ComputationalRadiationPhysics / student_project_python_bindings

The student project investigates the performance and memory handling of Python bindings for CUDA C++ code created with pybind11.
GNU General Public License v3.0
1 stars 0 forks source link

Add hip support to mem_ref #28

Closed SimeonEhrig closed 2 years ago

SimeonEhrig commented 2 years ago

Similar to the define ENABLE_CUDA, there is a define ENABLE_HIP if hip is enabled.

SimeonEhrig commented 2 years ago

ping @afif-ishamsyah

SimeonEhrig commented 2 years ago

I profile the main.py width only the function example_context_copy (example_manual_copy was commented).

I recognized, that are 7 hipMemcpy was applied, but only 5 was expected (2 for the function open_sync and one for the function compute). Can you please find out, how is causing the 2 extra mem copies. In the end of the comment, you find a manual to trace the application with rocprof.

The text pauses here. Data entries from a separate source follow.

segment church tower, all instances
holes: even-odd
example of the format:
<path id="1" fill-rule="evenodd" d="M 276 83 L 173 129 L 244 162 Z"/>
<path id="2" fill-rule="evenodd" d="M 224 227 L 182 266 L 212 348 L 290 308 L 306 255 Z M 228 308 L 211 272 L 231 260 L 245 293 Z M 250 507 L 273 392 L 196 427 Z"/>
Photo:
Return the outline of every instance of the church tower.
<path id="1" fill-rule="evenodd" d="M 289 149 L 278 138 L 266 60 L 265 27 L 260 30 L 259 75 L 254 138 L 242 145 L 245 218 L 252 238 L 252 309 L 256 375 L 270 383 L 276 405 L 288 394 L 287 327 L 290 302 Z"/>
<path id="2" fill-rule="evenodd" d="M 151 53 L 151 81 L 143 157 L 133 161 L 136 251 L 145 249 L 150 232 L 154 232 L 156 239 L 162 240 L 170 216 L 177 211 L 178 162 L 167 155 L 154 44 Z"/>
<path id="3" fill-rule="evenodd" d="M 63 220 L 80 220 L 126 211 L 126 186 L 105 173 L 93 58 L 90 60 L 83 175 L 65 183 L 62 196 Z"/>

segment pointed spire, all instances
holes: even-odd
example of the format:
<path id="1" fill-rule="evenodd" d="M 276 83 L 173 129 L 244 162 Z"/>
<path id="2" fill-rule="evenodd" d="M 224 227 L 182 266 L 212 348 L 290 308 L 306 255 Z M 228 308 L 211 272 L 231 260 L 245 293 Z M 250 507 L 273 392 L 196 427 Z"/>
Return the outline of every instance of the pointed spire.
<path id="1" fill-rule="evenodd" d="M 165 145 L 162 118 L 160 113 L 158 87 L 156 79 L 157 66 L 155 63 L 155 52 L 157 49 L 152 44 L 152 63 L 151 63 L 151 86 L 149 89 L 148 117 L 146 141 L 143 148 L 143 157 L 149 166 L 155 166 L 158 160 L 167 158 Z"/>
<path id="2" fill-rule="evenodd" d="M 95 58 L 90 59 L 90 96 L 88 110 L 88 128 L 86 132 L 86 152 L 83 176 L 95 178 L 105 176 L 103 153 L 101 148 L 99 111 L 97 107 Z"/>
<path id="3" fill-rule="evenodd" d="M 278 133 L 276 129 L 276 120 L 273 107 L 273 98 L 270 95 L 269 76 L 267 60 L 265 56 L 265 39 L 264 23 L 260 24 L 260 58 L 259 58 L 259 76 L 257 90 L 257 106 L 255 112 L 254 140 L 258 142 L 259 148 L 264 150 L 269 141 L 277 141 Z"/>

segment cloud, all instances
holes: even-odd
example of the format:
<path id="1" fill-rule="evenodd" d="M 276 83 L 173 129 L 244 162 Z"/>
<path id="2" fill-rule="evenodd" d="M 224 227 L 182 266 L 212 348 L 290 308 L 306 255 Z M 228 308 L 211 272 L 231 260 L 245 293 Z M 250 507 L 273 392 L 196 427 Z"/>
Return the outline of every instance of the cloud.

This causes also the idea to add new context manager functions. Can you please rename sync_open to sync_open_rw, create the functions sync_open_r (reads only data) and sync_open_w (writes only data) and used it in the main.py to reduce memory operations.

Using rocprof

  1. comment the function example_manual_copy
  2. build your application
  3. go to the build folder and create the trace with rocprof --hip-trace -o binding_trace.csv python src/main.py

check how many time hipMemcpy was executed

check when hipMemcpy was executed

afif-ishamsyah commented 2 years ago

2 extra hipMemcpy comes from algo.initialize_array function. It create 2 hip_mem object, each containing an array of zeros. 1 hip_mem will be used as input object, the other one is for output object. Creating a hip_mem object automatically run a hipMemcpy. It is on algo.hpp, line 166.